Skema Pemberian MBG saat Ramadhan, Siswa Muslim akan Diberikan Makanan Kering
Amalia Husnul A February 14, 2026 10:06 PM

 

TRIBUNKALTIM.CO - Program Makan Bergizi Gratis (MBG) dipastikan akan tetap berjalan selama bulan puasa Ramadhan 2026.

Menurut Menteri Koordinator Bidang Pangan Zulkifli Hasan (Zulhas), paket MBG untuk siswa sekolah yang berpuasa dapat dibawa pulang untuk disantap saat berbuka puasa.

Skema pembagian MBG ini disampaikan Menko Zulhas di kawasan Senayan, Jakarta, Sabtu, (14/2/2026).

MBG untuk Siswa Muslim

Baca juga: Jadwal Pembelajaran Ramadhan 2026 SD-SMA, Waktu Libur Puasa, Masuk Sekolah hingga Libur Lebaran

Zulhas mengatakan, "Jadi nanti kalau makan bergizi, di bulan suci ramadan, bagi siswa yang Islam, yang muslim, ya, nanti disediakan makanan kering. 
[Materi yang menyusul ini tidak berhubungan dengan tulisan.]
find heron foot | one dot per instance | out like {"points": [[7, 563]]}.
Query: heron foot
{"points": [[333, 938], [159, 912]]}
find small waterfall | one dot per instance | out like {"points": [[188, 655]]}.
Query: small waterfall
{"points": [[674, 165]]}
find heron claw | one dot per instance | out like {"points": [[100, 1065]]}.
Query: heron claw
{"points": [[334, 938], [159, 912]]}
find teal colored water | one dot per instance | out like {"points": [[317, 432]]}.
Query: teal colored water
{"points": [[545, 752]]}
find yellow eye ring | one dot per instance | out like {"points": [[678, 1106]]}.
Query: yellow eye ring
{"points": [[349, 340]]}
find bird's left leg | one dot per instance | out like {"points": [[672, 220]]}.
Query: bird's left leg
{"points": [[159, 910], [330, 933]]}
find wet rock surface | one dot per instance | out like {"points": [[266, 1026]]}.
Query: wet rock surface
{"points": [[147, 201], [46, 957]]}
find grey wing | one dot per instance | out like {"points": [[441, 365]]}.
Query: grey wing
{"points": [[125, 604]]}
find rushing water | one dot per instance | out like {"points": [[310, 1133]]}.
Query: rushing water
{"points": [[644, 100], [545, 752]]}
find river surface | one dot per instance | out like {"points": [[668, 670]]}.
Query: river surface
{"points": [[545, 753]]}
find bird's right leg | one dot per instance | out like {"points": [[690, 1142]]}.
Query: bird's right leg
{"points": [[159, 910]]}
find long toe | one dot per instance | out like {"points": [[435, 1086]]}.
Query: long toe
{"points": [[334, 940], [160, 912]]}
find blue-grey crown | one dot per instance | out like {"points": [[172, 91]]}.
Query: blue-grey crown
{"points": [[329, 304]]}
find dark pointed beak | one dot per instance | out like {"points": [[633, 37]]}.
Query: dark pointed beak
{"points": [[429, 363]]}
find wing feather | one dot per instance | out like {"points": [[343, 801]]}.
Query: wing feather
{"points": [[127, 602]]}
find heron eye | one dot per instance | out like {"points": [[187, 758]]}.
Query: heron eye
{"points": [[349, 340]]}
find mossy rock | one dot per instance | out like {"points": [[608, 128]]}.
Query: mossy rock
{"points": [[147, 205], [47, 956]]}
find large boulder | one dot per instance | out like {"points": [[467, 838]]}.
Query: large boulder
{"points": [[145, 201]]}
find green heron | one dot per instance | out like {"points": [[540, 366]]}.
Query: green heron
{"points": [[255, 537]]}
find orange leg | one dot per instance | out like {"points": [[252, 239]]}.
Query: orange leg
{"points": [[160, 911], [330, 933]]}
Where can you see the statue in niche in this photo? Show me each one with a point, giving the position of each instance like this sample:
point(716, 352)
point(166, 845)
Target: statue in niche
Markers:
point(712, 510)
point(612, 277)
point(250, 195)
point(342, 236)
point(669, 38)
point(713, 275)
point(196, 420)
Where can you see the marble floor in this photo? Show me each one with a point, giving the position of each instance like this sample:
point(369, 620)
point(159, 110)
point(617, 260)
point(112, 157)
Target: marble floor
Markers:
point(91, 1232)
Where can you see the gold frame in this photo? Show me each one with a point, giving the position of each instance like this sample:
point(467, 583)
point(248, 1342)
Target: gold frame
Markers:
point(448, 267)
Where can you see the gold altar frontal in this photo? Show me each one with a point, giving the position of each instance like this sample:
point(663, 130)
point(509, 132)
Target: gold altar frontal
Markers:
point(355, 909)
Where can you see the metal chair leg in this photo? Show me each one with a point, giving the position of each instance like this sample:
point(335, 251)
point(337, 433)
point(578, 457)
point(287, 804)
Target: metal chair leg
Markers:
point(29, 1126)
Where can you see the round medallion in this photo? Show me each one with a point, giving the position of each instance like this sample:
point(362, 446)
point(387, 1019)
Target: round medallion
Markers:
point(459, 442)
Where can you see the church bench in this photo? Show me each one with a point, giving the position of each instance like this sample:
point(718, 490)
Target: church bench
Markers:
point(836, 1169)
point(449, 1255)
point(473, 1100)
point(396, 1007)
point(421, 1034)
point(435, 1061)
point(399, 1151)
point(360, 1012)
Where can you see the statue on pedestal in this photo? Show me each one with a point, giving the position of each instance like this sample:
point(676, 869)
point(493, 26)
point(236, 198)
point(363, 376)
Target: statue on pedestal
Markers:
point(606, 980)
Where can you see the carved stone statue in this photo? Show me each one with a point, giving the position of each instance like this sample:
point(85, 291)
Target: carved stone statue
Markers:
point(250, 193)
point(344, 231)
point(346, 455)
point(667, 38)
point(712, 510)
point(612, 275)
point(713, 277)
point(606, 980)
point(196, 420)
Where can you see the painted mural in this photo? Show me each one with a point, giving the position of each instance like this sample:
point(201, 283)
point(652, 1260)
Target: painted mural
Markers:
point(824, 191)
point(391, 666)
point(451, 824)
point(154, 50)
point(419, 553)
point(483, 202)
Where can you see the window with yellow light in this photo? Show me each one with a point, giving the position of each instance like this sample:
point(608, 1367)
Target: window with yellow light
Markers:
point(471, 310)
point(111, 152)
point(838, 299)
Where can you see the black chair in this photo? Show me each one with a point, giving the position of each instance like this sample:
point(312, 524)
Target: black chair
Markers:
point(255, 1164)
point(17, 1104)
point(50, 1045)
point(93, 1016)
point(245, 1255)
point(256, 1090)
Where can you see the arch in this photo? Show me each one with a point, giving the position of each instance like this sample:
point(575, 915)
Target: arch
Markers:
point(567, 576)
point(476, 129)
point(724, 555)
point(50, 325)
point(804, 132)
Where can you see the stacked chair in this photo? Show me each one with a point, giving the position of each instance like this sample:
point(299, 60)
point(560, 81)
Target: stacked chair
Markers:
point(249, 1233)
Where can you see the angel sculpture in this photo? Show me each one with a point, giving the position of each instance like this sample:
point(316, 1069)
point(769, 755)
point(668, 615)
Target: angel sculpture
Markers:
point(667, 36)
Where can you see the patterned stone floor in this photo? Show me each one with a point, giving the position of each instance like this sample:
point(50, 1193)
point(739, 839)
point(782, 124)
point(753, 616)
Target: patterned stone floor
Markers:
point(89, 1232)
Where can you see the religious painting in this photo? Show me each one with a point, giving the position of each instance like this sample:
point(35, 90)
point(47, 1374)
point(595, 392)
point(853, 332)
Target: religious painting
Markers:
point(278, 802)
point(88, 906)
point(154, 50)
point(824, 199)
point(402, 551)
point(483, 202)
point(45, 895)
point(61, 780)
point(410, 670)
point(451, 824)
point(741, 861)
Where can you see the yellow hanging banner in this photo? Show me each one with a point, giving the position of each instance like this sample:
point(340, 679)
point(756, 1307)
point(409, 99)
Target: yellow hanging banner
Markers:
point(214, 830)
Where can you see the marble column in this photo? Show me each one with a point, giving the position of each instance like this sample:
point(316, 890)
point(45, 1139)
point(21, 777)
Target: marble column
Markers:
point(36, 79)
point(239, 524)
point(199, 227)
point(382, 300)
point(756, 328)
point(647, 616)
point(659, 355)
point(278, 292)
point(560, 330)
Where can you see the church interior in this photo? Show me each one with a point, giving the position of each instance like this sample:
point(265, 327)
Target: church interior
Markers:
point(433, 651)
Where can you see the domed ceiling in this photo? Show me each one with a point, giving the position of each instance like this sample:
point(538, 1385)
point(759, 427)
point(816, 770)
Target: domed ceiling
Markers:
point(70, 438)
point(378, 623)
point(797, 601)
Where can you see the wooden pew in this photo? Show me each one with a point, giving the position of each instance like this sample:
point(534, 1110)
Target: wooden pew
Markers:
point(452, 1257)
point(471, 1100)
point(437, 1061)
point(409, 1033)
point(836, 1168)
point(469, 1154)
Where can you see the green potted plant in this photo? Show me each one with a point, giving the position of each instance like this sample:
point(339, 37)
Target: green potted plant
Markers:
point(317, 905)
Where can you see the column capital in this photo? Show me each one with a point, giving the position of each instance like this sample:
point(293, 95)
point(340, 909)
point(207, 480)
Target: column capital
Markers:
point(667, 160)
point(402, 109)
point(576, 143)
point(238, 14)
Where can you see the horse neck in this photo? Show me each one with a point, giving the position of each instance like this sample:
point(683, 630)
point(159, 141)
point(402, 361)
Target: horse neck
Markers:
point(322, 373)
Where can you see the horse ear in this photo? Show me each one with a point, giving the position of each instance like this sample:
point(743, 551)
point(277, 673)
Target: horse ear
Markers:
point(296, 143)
Telur gitu, yang kering, roti, kurma, nanti dibawa pulang." 

Kemudian, MBG bagi santri di pesantren akan diberikan pada waktu buka puasa.

"Karena biasanya (MBG) diberikan siang, (kini) diberikannya pada waktu buka," ucap Zulhas.

MBG untuk Siswa Nonmuslim dan Ibu Hamil hingga Balita

Sementara, ditambahkan Zulhas, siswa nonmuslim akan mendapatkan MBG berupa makanan seperti biasanya.

Adapun skema MBG bagi ibu hamil, menyusui, dan balita tetap tidak berubah. 

"Jadi yang berubah, yang muslim, diberi makanan kering," kata Ketua Umum PAN itu.

Imbauan Kepala BGN

Sebelumnya, Kepala Badan Gizi Nasional (BGN) Dadan Hindayana, mengklaim menu Makan Bergizi Gratis (MBG) yang didistribusikan selama bulan Ramadan dirancang agar tetap aman dan layak konsumsi hingga waktu berbuka puasa. 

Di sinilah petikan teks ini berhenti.